場での時間が頭を過ぎって行く度、幸せを感じる。
確かにあの場所にいたのだな、とやっぱり夢のようでもある。
他の作品と少し違って、こう言う状態でクリムトは見やすかった。世紀末の世界で退廃と、夢の中でぼんやり漂っていた。クリムトに見えていたのもこんな世界なのかも、とも思う。行ったこともないウィーンを想う。マーラーの甘く切ない音色。この世への執着と滅びの自覚。クリムトの作品も空を飛ぶようなテーマが多かった。
会場を後に歩くと、佐久間さん、と呼びかける声。
あの「楽園としての芸術」展でお世話になり、共に創造し、共に戦った中原さん。
荒野で仲間と出会ったような嬉しさ。ほっとする。
この仕事でこれまで沢山の方と出会ってきたけど、中原さんは特別な存在だ。希有な人だ。もちろん大人としてしっかりした方だし責任感の強い方なのだけど、あんなにピュアな方は珍しい。美に対する素直さ、嘘のなさ、真っ直ぐさが僕は好きだ。

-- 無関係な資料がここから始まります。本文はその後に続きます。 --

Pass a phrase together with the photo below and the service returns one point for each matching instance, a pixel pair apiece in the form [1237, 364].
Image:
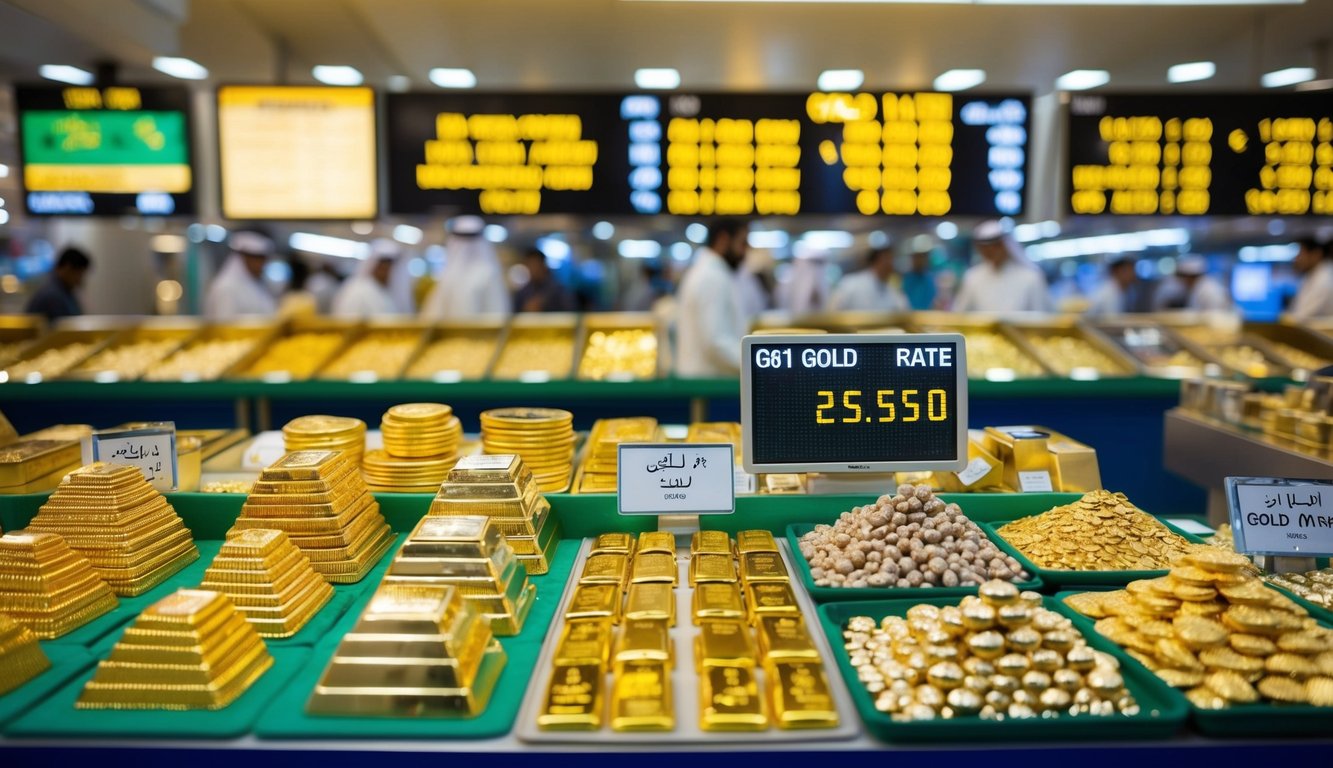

少し立ち話した。内容は書かないでおきましょう。差し障りあるかも知れないですから。
でも元気が出た。困難の中でぶれずに出来るのは真の理解者あってのこと。本当に有り難い限りだ。僕たちのアトリエで生まれている作品の価値は他に無いものだ、知っている人達がいる。
いい加減なものは残らない、と何度も言って来た。信じなかった人もその通りの現実として結果を見てしまった人達もいる。これからもそれは続くだろう。
作品は作家達の心。魂そのもの。情報でも娯楽でも無い。本物は人に響く。そしていつかは正しく知って貰える日が来る。大切なことはなんなのか、何をしなければならないのか、そこからぶれずに、一緒に居る人達が幸せであれる場所を今後も守って行きたいです。
「クリムト展 ウィーンと日本1900」
明日、4月23日より東京都美術館で。皆さまもぜひ。